W tym roku moja wędrówka dobiegła końca. Nie osiadłem w Kaer Morhen, jak co roku – zbyt mierzi mnie pustka starego siedliszcza. Tym razem zima zastała mnie w przydrożnej temerskiej oberży, w której zatrzymał się również ten fircyk, stary druh Wilka. Cholerna zima, słaby okres na łowy.
Wiem, że długo czekaliście na wieści ode mnie, cholernie cieszą mnie Wasze listy, pełne ciepłych słów i zrozumienia. Wybaczcie, że nie odpisałem na wszystkie – paru gońców dopadły kikimory i wippery.
Chcę podziękować tym, którzy wsparli mój cech orenami. Piekielnie ucieszyło to starego Vesemira, który sprawił chłopakom nowe srebra. Za nami jedna trzecia drogi.

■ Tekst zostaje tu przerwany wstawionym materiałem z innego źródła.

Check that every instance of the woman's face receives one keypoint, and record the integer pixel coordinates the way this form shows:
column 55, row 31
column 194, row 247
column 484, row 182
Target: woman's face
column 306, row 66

Zabawa zacznie się na nowo dopiero po roztopach, kiedy z jam i gór wyjdą potwory. Premiera odbędzie się w GRUDNIU następnego roku, prawdopodobnie na Thanedd, w odnowionej Aretuzie.
Chcę, żeby „PWPP” nie było zwykłym fanowskim filmem, tylko czymś więcej. Dlatego liczę na Wasze dalsze wsparcie i proszę o jeszcze więcej cierpliwości. Od nowego roku wznawiamy działania pełną parą i na bieżąco będziemy Was o wszystkim informować.
Zatem na pohybel... !
P.S. Muszę oddać Jaskrowi te jego przeklęte pióro, bo już płacze, że zapomniał strofy i grozi, że opowie mi fraszki. Wkrótce ma nas
odwiedzić Merigold… Szczęśliwych Godów.
Podpisano: Lambert, Wiedźmin z cechu Wilka.